Deep Learning, Reinforcement Learning (RL), and Federated Learning (FL) in Networks: Applying these paradigms for network management tasks like mobility, scalability, energy efficiency, privacy, and reliability.
Linear RNNs/State Space Models (SSMs): These are emerging as strong contenders to Transformers, especially for long sequences. They address the quadratic complexity of Transformers' attention mechanism. Key examples are Mamba, Griffin, Jamba, H3, S4, Hyena Hierarchy, StripedHyena-7B, RWKV and Megalodon.
Test-Time Training (TTT) Models: This approach replaces the transformer's "hidden state" with an internal machine-learning model. This allows processing much larger amounts of data without a corresponding growth in model size, potentially exceeding the capabilities of current Transformer-based models.
Hybrid Approaches: Combining the strengths of different architectures, such as Transformer-CNN hybrids and Transformer-RNN hybrids.
Neural Radiance Fields (NeRFs) and Beyond: including dynamic content, Nerfies, NeRF-W and def-NeRF, Factor Fields, 3D Gaussian Splatting (3DGS), Neural Fields Beyond Conventional Cameras, and NeRFCodec.

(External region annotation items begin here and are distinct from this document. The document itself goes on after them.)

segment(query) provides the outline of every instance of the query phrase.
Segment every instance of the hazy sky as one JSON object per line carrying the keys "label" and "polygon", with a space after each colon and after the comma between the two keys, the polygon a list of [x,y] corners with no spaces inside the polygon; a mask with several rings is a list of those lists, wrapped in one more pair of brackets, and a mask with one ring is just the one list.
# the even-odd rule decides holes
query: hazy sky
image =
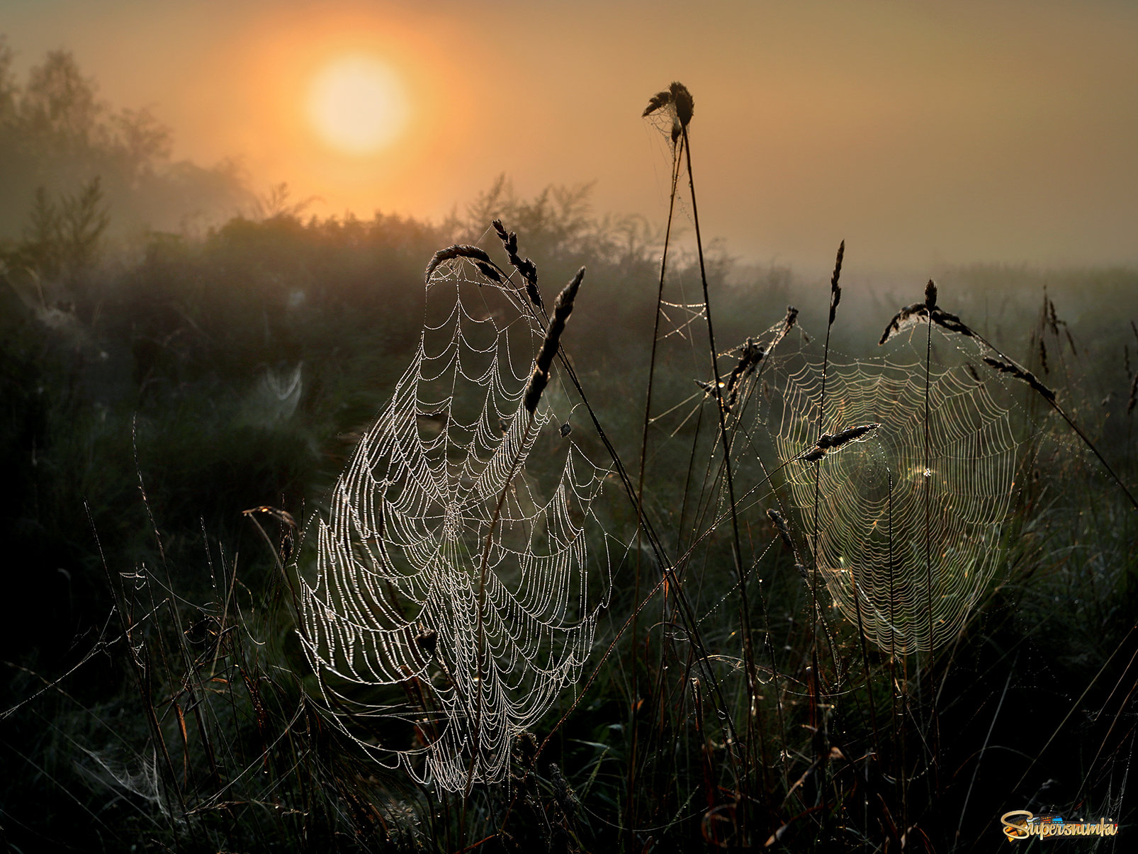
{"label": "hazy sky", "polygon": [[[596,181],[599,212],[659,221],[667,149],[640,117],[695,98],[701,224],[798,268],[844,238],[869,266],[1138,263],[1138,3],[5,0],[26,71],[71,49],[175,156],[241,158],[321,213],[440,219],[498,173]],[[313,80],[386,64],[402,130],[338,150]]]}

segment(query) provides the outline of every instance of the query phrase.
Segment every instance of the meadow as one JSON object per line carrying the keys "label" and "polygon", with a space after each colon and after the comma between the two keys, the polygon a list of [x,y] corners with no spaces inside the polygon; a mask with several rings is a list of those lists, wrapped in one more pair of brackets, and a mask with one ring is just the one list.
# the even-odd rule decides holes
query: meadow
{"label": "meadow", "polygon": [[[98,183],[41,194],[3,248],[0,288],[9,846],[964,852],[1007,845],[1012,810],[1116,822],[1125,845],[1138,272],[947,268],[929,271],[932,293],[927,277],[858,279],[841,236],[830,280],[743,268],[699,233],[698,116],[675,89],[657,98],[677,205],[666,225],[597,216],[588,188],[521,199],[503,180],[442,224],[306,217],[280,194],[127,252],[106,244]],[[445,247],[460,248],[438,261]],[[462,682],[457,650],[436,655],[423,629],[407,647],[430,647],[418,675],[332,690],[303,629],[337,478],[434,317],[432,257],[460,303],[494,304],[478,323],[512,331],[509,312],[528,317],[504,397],[518,435],[552,413],[527,440],[535,502],[555,492],[567,443],[600,490],[566,511],[589,545],[575,583],[603,606],[584,660],[531,725],[506,731],[501,774],[476,780],[480,759],[461,754],[451,787],[422,755],[444,744],[432,726],[446,718],[428,713]],[[554,297],[580,266],[554,342],[564,361],[523,405]],[[879,345],[905,306],[908,325]],[[880,394],[890,372],[906,375],[899,409],[855,418],[858,391]],[[990,399],[962,386],[930,407],[934,377],[966,373]],[[455,386],[447,405],[478,411],[484,387]],[[414,416],[396,437],[451,429]],[[998,453],[954,462],[943,519],[927,498],[904,525],[897,511],[894,543],[896,445],[840,432],[901,419],[925,481],[941,471],[931,425],[1001,433]],[[997,457],[995,475],[968,468]],[[957,532],[935,559],[934,531]],[[475,552],[485,519],[468,533]],[[840,574],[826,544],[860,541],[888,548],[890,584],[894,545],[913,552],[907,593],[863,596],[868,575]],[[964,602],[943,630],[941,599]],[[393,609],[410,603],[390,593]]]}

Scaling Rectified Flow Transformers: For High resolution image synthesis.
Conclusion
In conclusion, AI research and startups are characterized by a dynamic and evolving landscape of techniques and methodologies. These shifts are driven by advancements in foundational models, a deeper understanding of the critical role of data, the ongoing challenges in evaluation, the development of sophisticated prompting strategies, the integration of multimodality, a focus on practical applications, new approaches to information retrieval and question answering, the increasing importance of qualitative evaluation, a growing awareness of security concerns, and the evolving perspectives of creative practitioners.